At long last, there seems to be a bright light shining on the economy in Canada and across North America. As the economy rebounds, employers are hiring again and consumers are feeling more confident about their jobs – and the future in general.
But the legal profession, still trying to recover from lost revenues during the recent global recession, is exploring new ways to reduce overhead costs. One of their targets is the cost of leasing and maintaining impressive offices – representing 8% or even more of an average law firm’s expenses, according to some estimates, and ranking second only to the cost of attorneys’’ salaries.
Law firms look at re-configuring spaces
As a result, law firms – especially harder-hit small and medium-size firms –have been forced to rethink their approach to spending without sacrificing the prestige of a well-appointed, professional office space.
Some of these approaches include:
- Shrinking offices: Offices of senior partners are shrinking in size, from as high as 900 square feet per senior attorney to less than 500 square feet by 2020, according to Attorney at Work. Less- tenured attorneys and associates may have offices in the 120-to-200-square foot configuration.

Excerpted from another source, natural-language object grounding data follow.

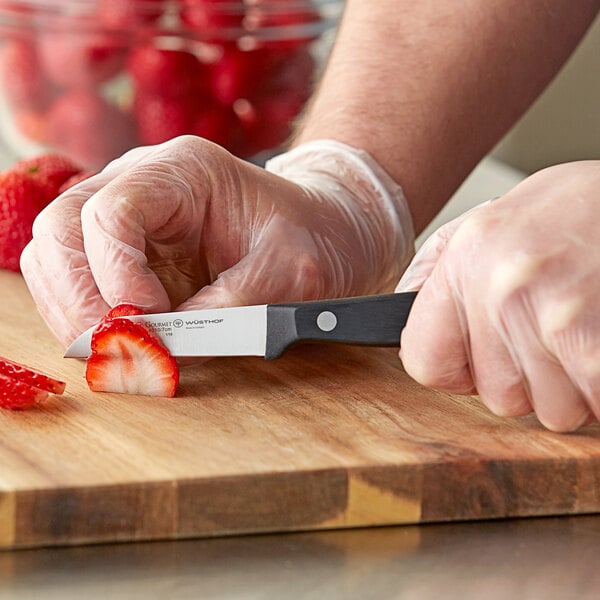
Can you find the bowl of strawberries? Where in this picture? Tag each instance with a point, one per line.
(92, 78)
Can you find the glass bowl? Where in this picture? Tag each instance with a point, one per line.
(93, 78)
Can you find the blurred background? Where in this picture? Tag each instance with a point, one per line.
(562, 125)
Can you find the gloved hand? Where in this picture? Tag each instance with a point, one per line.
(187, 225)
(509, 306)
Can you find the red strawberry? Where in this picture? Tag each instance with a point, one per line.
(238, 73)
(122, 310)
(15, 394)
(160, 118)
(213, 18)
(9, 368)
(51, 170)
(126, 14)
(88, 129)
(75, 53)
(164, 72)
(74, 180)
(31, 123)
(21, 199)
(219, 124)
(21, 386)
(126, 358)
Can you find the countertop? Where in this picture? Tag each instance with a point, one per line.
(550, 558)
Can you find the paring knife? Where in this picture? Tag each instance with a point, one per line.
(269, 329)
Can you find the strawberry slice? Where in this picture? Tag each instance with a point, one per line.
(21, 386)
(16, 394)
(30, 377)
(126, 358)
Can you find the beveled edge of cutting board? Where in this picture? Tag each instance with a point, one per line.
(300, 501)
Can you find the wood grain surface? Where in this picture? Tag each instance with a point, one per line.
(326, 437)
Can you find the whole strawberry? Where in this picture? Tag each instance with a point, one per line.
(21, 199)
(51, 171)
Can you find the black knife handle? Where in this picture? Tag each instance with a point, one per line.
(365, 320)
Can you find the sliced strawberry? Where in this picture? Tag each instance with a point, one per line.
(30, 377)
(122, 310)
(126, 358)
(16, 394)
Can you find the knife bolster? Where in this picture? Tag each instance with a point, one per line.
(281, 329)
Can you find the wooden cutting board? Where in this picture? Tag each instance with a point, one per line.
(326, 437)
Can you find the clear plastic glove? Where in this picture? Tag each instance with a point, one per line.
(187, 225)
(509, 304)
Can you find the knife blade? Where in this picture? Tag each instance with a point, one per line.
(269, 329)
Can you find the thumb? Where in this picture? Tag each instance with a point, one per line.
(428, 255)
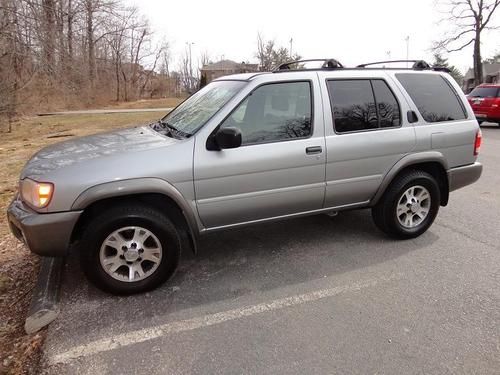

- More meeting, collaboration spaces: Attorney at Work also points out that as lawyers’ private offices shrink, their firms’ space needs will grow for activities that include client events, meetings and “relationship-building, when the value of face-to-face communication is paramount.” Conference rooms, open meeting areas and client-accessible lounges can serve as flexible work spaces for client meetings and law-firm business.
- Less need for file storage: Digital records and cloud storage are reducing the need for large file rooms and paper files, allowing some firms to downsize quite significantly or use that space more creatively and efficiently. Remote-city offices and satellite offices can manage space more efficiently by storing necessary files in home offices.
- More efficient office hiring strategies: Like businesses everywhere, law firms are trying to be as efficient as possible, often by hiring fewer paralegals and legal assistants, or pooling and sharing them more judiciously within the firm.
Despite the rising cost of commercial office space– a sign of the rebounded economy – more flexible work space options are available than ever before for attorneys and legal practitioners striking out on their own.
These include shared office environments that provide the perfect mix of private-office professionalism, client-friendly meeting spaces, and the latest in world class amenities and technology, enabling firms to be up and running in a new office the very same day. And with flexible and affordable leasing options.
The end of the recent recession, it turns out, is creating new opportunities for legal professionals to reshape and redefine the business environments in which they operate.